If daytime ridership seems odd, then take a trip at night and prepare to redefine normal. Take away the people on their way to something productive and you’re left with a rare breed of incoherent vagabonds, charged up ramblers and the completely deranged. In other words, these stories are gold. Two of the book rides take place at night, cued by a black backdrop. As well, the information graphics and text are reversed out of the nocturnal darkness.


If These Wheels Could Talk / night story

If These Wheels Could Talk spread (bus arriving at night); 34 x 6.5in., 116ppg. / 2004


If These Wheels Could Talk / night story

If These Wheels Could Talk spread (bus arriving at night); 34 x 6.5in., 116ppg. / 2004

Day breaks one more time to shine a light on the last story, which is primarily about getting off the bus, picking up on someone who meant to be picked up by another number. The ride stops before it starts and so the story goes away.


If These Wheels Could Talk / story leaving

If These Wheels Could Talk spread (story leaving); 34 x 6.5in., 116ppg. / 2004

After all these years, and so many projects before and since, many for some of the most interesting organizations in the world, this book still holds a place very close to my heart. It was the bus that took me from one formative experience to another for much of my life, and it was the bus that drove me back to my life’s design.
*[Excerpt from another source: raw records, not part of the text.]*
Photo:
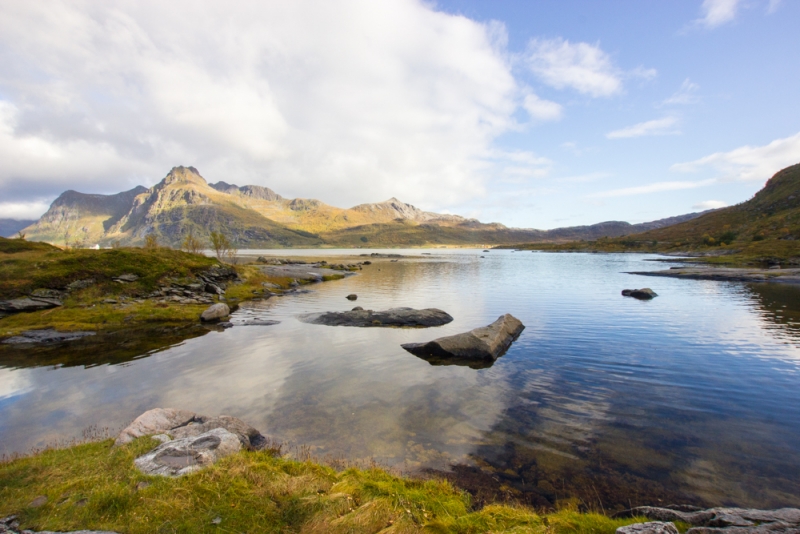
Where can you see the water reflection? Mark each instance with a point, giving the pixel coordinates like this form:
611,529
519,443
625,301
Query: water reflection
690,397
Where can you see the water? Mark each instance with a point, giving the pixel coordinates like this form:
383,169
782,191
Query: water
690,397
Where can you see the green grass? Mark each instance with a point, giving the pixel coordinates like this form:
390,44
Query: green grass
95,486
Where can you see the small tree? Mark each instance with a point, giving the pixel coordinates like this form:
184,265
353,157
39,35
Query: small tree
223,248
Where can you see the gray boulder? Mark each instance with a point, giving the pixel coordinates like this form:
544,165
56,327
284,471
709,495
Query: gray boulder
47,335
215,312
652,527
28,304
642,294
408,317
182,424
485,343
186,455
726,520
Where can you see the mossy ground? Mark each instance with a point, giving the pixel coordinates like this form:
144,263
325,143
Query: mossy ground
28,266
95,486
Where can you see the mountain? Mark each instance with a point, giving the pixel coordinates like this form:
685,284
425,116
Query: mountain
10,227
766,226
255,217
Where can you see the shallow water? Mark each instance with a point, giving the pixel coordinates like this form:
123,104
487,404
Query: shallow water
691,397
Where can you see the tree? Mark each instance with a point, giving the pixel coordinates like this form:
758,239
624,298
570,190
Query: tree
222,247
192,244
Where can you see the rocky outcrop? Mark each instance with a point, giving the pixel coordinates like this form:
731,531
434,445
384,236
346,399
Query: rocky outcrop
185,455
485,343
725,520
215,312
10,525
651,527
641,294
407,317
28,304
184,424
47,335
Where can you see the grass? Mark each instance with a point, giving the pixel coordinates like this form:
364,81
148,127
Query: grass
95,486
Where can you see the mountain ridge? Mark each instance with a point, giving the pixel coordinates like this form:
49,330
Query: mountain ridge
256,216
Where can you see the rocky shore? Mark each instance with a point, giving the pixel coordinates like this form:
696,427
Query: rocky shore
729,274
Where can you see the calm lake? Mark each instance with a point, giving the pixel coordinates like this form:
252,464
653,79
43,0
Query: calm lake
693,397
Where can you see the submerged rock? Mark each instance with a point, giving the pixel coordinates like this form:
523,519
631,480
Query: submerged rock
391,317
651,527
182,424
215,312
47,335
725,520
486,343
642,294
186,455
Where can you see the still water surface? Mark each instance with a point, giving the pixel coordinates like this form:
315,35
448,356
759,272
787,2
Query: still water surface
691,397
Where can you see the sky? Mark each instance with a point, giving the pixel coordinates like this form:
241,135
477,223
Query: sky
532,114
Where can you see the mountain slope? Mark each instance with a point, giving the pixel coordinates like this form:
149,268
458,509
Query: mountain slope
256,217
766,226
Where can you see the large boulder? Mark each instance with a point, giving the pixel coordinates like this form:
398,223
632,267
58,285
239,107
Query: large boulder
392,317
651,527
486,343
182,456
725,520
183,424
215,312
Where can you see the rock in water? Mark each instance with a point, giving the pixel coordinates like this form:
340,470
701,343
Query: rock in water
185,455
215,312
651,527
485,343
642,294
183,424
392,317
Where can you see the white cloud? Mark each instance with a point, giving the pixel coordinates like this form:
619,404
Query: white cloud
684,95
654,127
749,163
540,109
331,100
709,205
656,187
580,66
718,12
23,210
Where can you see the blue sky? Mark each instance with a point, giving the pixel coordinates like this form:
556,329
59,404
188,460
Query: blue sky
533,114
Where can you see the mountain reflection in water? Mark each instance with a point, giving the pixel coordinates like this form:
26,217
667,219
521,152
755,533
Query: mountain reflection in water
691,397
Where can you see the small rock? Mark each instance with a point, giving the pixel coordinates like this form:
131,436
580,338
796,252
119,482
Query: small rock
642,294
41,500
486,343
186,455
652,527
215,312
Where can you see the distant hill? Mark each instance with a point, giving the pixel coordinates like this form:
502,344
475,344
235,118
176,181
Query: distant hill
766,226
10,227
257,217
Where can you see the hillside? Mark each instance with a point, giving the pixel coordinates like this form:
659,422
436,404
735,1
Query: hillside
766,227
258,217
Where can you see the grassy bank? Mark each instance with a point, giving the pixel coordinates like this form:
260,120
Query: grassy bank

I realized halfway into that drive down south that, for all the good that the bus embodied, I wasn’t meant to be its driver. For better or worse, I was always supposed to be a designer, and so I turned the car around and went back home. Shortly thereafter, I filled out some other government forms and reapplied to the University of Washington, where I went on to go through the VCD program. In the rite of passage from school to re-entry into career, it felt right to pay due respect to the wheels that got me there.